According to the bank, gold continues to receive strong support from global central banks, but this is not enough to trigger a new price surge. The key factor remains the return of large investors via ETFs, which, conversely, have seen capital outflows in recent months.

Why the Fed Is Hindering Gold’s Rise

Gold is traditionally considered a safe-haven asset, but it has one distinctive feature: the metal does not generate interest income. Therefore, when interest rates in the economy remain high, investors tend to choose bonds and other instruments with guaranteed returns. This is exactly what is happening in the U.S. market right now.

Following the Federal Reserve’s latest signals, market participants have begun to price in a longer period of high interest rates. Against this backdrop, the real yield on 10-year U.S. Treasury bonds (one of the key indicators for the gold market) has risen.

Rising yields make investments in gold less attractive, which has already led to an outflow of funds from gold ETFs.

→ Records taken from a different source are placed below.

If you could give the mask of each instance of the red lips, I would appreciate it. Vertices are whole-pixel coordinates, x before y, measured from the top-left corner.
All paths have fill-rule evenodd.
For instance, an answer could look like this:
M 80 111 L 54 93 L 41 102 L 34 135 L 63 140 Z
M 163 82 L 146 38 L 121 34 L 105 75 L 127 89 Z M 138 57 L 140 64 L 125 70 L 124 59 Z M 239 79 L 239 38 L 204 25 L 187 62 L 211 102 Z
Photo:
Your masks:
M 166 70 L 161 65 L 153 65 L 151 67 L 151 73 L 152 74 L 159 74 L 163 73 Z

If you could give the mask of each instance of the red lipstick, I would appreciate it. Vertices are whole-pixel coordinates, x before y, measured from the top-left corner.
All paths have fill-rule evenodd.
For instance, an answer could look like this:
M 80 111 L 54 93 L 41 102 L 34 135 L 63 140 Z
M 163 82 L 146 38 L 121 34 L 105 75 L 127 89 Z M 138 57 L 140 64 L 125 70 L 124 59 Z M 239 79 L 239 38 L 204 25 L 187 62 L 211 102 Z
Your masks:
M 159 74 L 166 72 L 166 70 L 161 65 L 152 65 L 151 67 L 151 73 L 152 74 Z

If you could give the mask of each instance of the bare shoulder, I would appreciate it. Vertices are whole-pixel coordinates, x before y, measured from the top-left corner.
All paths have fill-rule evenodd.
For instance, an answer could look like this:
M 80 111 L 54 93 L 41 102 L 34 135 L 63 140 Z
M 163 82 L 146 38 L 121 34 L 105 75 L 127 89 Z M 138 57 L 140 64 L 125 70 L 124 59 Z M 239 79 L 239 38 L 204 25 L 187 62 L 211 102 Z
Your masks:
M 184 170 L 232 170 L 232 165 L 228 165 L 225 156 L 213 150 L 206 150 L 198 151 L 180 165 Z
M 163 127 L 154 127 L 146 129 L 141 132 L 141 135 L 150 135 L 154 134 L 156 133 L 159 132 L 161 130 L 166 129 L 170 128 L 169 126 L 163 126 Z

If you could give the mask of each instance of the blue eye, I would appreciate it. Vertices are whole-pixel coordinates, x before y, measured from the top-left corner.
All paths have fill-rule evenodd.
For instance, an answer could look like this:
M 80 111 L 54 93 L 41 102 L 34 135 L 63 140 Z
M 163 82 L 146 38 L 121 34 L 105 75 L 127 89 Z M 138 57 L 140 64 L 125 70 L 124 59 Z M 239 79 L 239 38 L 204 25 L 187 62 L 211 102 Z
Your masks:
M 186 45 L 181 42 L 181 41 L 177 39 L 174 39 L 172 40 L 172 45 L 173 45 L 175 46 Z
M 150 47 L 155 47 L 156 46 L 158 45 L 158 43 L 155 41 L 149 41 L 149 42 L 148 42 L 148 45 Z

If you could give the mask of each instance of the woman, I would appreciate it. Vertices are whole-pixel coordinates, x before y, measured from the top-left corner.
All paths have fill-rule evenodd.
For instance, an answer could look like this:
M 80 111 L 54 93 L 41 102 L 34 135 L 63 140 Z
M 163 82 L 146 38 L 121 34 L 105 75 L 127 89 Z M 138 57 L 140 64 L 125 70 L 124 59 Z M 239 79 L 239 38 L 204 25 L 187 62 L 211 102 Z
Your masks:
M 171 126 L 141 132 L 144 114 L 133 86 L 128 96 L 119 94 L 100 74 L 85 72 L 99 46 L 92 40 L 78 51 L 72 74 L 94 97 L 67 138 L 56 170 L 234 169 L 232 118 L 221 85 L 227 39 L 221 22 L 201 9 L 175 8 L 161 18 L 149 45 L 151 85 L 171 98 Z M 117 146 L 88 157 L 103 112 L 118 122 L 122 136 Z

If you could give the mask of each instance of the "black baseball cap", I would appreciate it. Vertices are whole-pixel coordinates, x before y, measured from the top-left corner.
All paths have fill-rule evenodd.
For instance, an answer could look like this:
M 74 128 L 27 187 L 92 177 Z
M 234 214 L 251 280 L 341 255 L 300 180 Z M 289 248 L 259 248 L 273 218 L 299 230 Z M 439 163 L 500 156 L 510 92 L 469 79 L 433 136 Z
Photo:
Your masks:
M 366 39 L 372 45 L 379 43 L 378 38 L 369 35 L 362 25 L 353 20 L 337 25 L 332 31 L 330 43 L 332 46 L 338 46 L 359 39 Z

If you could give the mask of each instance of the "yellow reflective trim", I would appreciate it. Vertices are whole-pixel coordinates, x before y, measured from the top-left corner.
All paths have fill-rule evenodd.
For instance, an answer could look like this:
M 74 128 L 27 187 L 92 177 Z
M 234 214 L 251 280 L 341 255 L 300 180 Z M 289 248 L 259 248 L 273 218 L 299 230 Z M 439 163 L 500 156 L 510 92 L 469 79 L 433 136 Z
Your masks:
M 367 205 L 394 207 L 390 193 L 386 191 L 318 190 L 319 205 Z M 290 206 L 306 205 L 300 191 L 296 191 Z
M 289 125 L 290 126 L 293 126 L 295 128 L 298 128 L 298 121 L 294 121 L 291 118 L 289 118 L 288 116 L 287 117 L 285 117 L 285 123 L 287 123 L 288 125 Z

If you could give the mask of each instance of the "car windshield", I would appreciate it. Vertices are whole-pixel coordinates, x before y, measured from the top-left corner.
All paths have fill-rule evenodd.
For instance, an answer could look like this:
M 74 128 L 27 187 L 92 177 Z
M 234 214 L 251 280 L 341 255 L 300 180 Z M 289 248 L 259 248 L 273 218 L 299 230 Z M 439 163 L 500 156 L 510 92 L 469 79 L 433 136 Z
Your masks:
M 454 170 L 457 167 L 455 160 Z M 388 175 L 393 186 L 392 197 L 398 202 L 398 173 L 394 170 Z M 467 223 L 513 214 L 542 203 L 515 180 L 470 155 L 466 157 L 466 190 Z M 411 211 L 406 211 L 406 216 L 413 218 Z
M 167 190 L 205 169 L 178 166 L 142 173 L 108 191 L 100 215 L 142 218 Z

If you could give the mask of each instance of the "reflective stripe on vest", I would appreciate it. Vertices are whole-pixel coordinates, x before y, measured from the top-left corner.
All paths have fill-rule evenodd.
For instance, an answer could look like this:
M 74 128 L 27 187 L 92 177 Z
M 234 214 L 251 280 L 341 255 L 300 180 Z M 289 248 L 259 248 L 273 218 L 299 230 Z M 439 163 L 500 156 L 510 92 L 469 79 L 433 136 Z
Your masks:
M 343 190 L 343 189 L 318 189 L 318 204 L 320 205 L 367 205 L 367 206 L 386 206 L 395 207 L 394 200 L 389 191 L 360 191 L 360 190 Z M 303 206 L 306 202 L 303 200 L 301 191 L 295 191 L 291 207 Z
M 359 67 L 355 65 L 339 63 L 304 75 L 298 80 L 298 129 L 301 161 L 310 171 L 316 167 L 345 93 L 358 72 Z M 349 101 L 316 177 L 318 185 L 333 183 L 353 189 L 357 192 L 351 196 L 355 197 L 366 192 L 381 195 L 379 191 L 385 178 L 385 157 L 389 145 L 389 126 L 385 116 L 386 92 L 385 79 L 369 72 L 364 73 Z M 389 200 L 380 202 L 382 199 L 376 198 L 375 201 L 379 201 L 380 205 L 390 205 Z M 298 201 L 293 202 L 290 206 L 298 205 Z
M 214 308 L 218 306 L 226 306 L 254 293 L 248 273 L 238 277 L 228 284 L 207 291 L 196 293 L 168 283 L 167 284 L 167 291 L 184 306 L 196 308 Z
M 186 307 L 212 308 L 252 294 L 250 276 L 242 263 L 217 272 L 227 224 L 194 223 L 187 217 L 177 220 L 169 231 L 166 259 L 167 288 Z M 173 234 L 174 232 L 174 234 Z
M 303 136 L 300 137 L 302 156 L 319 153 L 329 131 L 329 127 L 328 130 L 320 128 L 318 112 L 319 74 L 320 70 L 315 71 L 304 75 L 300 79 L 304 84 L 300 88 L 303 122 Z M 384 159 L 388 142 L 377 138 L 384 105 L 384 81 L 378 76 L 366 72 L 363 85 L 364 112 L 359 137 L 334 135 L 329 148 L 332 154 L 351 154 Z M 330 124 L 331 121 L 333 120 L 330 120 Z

Morgan Stanley believes that the U.S. central bank is not yet ready to ease monetary policy and may maintain its current course even if there are signs of a weakening labor market.

The Middle East Is Unexpectedly Helping the Market

The situation in the Middle East is having an additional impact on gold. At first glance, a reduction in geopolitical tensions should weaken demand for safe-haven assets. However, analysts note a more complex relationship.

During energy crises, rising oil prices fuel inflation and create problems for fuel-importing countries. Under such conditions, some central banks are forced to draw on their gold reserves to support their economies and budgets.

If tensions in the region continue to ease, oil prices may stabilize or decline. This would reduce pressure on the monetary policies of many countries and lessen the need to sell gold from reserves.

China continues to actively build up its reserves

Global central banks remain the main source of support for the market.

China’s activity is particularly notable. According to Morgan Stanley, the People’s Bank of China has sharply accelerated its purchases of the precious metal. From March through May 2026, the regulator purchased 23 metric tons of gold. By comparison, purchases over the previous twelve months totaled 19 metric tons.

This strategy reflects the desire of many countries to diversify their reserves and reduce their dependence on the dollar.

It is precisely this steady demand from the official sector that currently provides a kind of safety net for the gold market, even during periods of declining investment demand.

High Interest Rates Aren’t Always a Problem

Although it is commonly believed that interest rate hikes have a negative impact on gold, historical data is not so clear-cut. According to Morgan Stanley’s calculations, on average, one month after the Fed raised rates by 0.25 percentage points, gold prices rose by 0.84%. Following a similar rate cut, the increase was more pronounced—about 3.9%.

In some cases, gold continued to rise even during periods of Fed policy tightening. This happened in 2006, 2018, and 2023, when investors feared an economic slowdown, regulatory missteps, or problems in the banking sector.

Analysts now believe that demand from central banks alone may not be enough to reach the $5,200-per-ounce mark. For the rally to continue, major financial investors must return to the market via ETFs. This will only be possible if falling energy prices begin to ease inflationary pressures and convince markets that the Fed will eventually ease its policy.

For now, gold remains caught between two powerful forces: record demand from central banks and high interest rates in the U.S.